Contributi e donazioni – Banca d’Italia
Data:
20 Marzo 2026
1. Ambito e finalità
- La Banca d’Italia può erogare contributi a titolo di liberalità entro un limite annuo fissato dal Consiglio superiore.
- Le erogazioni si ispirano a principi di responsabilità sociale e interesse pubblico.
- In casi eccezionali (calamità, eventi di grande impatto sociale) sono possibili deroghe ai criteri e ai limiti ordinari.
2. Principi generali
- Le erogazioni rispettano: economicità, trasparenza, pubblicità, correttezza e imparzialità.
- È escluso ogni sostegno a soggetti che limitino libertà, dignità o promuovano discriminazioni.
- La Banca può partecipare come socio/associato in enti culturali di eccellenza nazionale.

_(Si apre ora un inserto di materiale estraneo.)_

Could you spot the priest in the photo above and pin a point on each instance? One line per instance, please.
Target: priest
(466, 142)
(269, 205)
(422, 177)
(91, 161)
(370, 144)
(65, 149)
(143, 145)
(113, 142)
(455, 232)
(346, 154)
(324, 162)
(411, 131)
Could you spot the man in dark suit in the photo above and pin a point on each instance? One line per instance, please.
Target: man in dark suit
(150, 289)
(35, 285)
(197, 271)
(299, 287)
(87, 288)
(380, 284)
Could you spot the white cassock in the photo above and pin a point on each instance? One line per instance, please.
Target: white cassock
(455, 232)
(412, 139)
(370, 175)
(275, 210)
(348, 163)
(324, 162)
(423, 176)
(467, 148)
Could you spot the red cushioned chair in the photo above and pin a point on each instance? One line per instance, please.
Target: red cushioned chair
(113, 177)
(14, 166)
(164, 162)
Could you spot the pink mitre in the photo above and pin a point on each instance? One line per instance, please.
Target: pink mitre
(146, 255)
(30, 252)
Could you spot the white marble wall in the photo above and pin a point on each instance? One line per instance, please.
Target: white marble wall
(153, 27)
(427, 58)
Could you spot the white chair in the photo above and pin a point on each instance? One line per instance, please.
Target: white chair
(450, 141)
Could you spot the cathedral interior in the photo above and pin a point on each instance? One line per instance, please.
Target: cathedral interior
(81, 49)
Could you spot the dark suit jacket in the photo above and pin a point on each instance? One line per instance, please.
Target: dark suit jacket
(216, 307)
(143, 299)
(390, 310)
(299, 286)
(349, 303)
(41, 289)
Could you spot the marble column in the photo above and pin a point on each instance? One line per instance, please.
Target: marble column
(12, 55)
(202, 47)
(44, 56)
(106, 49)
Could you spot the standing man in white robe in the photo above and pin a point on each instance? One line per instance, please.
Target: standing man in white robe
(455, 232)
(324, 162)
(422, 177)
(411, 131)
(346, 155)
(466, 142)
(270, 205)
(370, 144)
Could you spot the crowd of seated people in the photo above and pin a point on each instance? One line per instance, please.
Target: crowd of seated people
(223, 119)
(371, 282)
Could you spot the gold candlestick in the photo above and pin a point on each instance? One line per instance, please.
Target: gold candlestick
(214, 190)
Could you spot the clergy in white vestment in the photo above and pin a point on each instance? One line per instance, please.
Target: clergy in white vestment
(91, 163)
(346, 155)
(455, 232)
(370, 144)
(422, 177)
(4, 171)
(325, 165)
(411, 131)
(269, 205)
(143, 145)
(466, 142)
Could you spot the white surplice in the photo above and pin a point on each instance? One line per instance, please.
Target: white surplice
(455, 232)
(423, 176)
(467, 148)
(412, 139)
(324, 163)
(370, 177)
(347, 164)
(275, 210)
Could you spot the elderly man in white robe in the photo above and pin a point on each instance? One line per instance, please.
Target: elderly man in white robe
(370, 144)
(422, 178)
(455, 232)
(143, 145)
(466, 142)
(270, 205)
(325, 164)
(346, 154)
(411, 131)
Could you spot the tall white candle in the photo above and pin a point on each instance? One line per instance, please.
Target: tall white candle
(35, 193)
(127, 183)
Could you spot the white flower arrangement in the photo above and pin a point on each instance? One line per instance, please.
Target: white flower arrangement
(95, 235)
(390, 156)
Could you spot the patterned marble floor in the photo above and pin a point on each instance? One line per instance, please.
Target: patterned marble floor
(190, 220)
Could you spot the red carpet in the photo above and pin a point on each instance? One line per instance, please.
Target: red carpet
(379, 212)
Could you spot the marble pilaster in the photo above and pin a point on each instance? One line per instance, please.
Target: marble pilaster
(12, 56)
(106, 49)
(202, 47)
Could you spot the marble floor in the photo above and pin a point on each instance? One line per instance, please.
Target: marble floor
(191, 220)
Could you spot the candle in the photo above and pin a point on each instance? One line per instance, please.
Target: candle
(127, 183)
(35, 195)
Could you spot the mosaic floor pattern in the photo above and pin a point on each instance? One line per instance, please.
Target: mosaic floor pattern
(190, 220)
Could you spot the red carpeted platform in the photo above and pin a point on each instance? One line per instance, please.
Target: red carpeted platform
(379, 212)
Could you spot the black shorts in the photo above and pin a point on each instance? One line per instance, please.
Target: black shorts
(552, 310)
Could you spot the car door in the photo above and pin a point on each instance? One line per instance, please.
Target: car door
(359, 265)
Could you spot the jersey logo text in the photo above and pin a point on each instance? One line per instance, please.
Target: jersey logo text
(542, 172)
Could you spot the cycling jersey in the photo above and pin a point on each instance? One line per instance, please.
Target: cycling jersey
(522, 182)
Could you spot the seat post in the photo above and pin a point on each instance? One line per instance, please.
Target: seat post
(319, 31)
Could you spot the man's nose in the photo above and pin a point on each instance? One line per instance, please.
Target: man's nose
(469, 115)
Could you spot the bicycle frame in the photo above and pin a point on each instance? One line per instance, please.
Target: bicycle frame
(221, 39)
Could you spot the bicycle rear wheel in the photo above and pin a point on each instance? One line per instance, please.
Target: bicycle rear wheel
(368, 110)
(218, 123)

3. Settori di intervento finanziabili
A) Ricerca, cultura ed educazione (ambiti affini alle funzioni istituzionali)
- Progetti di ricerca, convegni, seminari.
- Dottorati, master, borse di studio e di ricerca.

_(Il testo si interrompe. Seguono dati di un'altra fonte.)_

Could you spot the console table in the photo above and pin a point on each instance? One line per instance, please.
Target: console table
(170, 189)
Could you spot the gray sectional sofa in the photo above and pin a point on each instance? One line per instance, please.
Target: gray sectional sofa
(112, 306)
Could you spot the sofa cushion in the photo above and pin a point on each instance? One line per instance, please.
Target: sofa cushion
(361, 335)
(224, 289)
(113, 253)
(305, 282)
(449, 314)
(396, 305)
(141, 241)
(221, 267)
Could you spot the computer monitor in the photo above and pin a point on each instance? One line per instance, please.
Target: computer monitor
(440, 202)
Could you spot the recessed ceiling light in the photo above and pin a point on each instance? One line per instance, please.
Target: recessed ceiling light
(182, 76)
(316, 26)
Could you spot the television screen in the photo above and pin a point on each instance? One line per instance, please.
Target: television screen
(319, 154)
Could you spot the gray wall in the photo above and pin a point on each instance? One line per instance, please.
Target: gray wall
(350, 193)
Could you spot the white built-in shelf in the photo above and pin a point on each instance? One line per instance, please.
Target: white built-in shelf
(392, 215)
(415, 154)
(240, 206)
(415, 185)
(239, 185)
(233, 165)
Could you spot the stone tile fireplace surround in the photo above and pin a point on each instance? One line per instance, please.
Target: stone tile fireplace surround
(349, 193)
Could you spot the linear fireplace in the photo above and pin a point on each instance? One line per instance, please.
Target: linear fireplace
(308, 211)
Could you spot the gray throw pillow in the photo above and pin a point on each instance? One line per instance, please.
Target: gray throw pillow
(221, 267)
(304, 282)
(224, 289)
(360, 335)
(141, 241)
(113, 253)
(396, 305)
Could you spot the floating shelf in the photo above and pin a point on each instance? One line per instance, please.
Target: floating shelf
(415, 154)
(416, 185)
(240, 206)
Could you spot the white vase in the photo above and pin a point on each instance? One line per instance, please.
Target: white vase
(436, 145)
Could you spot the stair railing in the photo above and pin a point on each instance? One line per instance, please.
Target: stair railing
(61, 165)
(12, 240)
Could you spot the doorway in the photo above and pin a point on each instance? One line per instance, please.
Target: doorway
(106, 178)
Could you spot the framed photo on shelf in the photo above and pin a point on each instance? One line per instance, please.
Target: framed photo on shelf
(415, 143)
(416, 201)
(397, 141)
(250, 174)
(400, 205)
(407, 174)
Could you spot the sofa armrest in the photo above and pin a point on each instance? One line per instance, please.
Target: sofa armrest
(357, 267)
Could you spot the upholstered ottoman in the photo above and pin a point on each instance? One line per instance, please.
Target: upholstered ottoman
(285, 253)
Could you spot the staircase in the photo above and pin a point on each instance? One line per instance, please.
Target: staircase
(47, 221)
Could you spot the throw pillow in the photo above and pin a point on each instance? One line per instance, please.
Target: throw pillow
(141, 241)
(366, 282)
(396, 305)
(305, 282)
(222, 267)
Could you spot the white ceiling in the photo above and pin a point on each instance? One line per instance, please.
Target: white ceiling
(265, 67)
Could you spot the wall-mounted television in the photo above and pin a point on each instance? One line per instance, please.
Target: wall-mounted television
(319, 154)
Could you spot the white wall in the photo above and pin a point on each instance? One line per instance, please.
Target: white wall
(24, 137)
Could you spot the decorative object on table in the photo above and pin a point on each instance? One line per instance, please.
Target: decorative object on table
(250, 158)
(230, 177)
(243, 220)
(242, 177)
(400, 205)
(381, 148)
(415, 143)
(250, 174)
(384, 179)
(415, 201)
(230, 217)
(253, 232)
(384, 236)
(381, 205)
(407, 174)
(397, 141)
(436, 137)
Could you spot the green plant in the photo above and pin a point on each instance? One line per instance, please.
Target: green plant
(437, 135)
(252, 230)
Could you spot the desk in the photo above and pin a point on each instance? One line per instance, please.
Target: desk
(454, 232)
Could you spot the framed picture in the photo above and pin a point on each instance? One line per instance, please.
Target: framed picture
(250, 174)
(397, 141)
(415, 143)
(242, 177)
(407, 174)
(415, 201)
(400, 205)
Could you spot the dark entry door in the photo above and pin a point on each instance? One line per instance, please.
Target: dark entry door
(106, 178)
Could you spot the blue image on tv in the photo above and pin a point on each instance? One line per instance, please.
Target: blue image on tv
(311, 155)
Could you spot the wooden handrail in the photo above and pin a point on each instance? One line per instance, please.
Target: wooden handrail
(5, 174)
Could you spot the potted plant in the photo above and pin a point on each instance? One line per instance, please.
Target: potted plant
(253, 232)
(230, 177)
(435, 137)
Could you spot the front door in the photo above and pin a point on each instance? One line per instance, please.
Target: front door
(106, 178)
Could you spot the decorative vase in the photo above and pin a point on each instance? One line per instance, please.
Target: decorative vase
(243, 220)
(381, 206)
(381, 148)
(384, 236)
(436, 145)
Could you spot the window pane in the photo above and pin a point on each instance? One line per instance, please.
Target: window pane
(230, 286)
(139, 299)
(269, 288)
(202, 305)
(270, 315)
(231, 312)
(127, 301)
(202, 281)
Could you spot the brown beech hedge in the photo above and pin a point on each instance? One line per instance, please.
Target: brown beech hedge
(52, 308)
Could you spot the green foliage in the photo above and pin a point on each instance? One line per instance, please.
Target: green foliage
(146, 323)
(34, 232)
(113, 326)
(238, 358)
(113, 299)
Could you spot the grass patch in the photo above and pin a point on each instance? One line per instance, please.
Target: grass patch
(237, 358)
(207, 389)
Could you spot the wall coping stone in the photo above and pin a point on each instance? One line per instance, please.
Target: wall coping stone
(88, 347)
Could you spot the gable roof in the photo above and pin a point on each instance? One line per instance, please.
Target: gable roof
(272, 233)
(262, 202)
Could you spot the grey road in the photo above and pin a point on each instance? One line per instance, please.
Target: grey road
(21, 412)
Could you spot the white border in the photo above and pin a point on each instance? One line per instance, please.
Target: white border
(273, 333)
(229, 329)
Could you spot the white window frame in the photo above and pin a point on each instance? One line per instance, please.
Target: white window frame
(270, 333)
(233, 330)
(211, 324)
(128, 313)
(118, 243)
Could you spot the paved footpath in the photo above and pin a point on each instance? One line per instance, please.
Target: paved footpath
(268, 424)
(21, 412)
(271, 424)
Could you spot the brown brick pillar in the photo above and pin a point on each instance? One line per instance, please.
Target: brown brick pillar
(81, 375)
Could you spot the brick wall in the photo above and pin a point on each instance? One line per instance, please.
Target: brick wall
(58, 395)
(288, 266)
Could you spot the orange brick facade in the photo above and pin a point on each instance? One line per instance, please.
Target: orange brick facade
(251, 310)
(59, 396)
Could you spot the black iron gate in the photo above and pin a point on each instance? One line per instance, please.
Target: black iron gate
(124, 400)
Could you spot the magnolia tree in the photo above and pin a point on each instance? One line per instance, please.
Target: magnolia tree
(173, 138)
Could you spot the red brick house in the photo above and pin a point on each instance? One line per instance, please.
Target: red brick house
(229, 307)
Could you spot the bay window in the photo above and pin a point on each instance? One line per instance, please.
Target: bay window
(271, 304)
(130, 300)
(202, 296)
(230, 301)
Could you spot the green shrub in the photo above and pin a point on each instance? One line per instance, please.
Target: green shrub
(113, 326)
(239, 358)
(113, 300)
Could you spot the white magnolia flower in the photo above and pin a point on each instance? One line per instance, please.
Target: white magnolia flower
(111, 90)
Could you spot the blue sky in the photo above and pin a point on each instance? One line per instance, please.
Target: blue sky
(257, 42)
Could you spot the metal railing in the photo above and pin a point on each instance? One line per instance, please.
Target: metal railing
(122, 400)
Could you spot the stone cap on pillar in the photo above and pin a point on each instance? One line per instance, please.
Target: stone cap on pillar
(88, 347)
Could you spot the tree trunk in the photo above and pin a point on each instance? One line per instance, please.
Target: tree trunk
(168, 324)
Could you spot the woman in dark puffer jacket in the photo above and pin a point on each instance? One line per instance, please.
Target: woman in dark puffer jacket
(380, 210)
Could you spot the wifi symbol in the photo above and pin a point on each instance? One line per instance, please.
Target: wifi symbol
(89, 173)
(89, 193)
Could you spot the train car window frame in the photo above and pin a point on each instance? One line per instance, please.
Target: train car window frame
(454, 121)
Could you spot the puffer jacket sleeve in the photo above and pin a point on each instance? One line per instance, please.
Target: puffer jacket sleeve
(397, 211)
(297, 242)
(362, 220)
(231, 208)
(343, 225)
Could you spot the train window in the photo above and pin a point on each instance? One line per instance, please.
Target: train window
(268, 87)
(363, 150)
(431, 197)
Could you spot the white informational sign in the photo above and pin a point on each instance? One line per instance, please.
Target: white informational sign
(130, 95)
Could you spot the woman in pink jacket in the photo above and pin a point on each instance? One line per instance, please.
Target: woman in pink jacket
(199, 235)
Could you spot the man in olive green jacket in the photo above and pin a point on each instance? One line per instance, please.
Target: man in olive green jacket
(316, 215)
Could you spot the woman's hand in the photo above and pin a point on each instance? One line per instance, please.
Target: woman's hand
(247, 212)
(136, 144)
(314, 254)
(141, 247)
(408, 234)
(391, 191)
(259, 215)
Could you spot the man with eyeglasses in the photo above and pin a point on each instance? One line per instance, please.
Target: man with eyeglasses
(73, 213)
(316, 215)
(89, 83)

B) Ricerca scientifica, promozione culturale e formazione
- B1 – Ricerca scientifica e innovazione:
- Progetti di eccellenza, anche biomedici.
- Acquisto di attrezzature scientifiche e sanitarie avanzate.
- Trasferimento del know-how al sistema produttivo.
- B2 – Istituzioni culturali di rilievo nazionale:
- Studi, iniziative divulgative, eventi e mostre (non celebrative).
- B3 – Formazione giovanile e scolastica:
- Progetti educativi e audiovisivi.
- Alta formazione coerente con i fabbisogni del mercato del lavoro.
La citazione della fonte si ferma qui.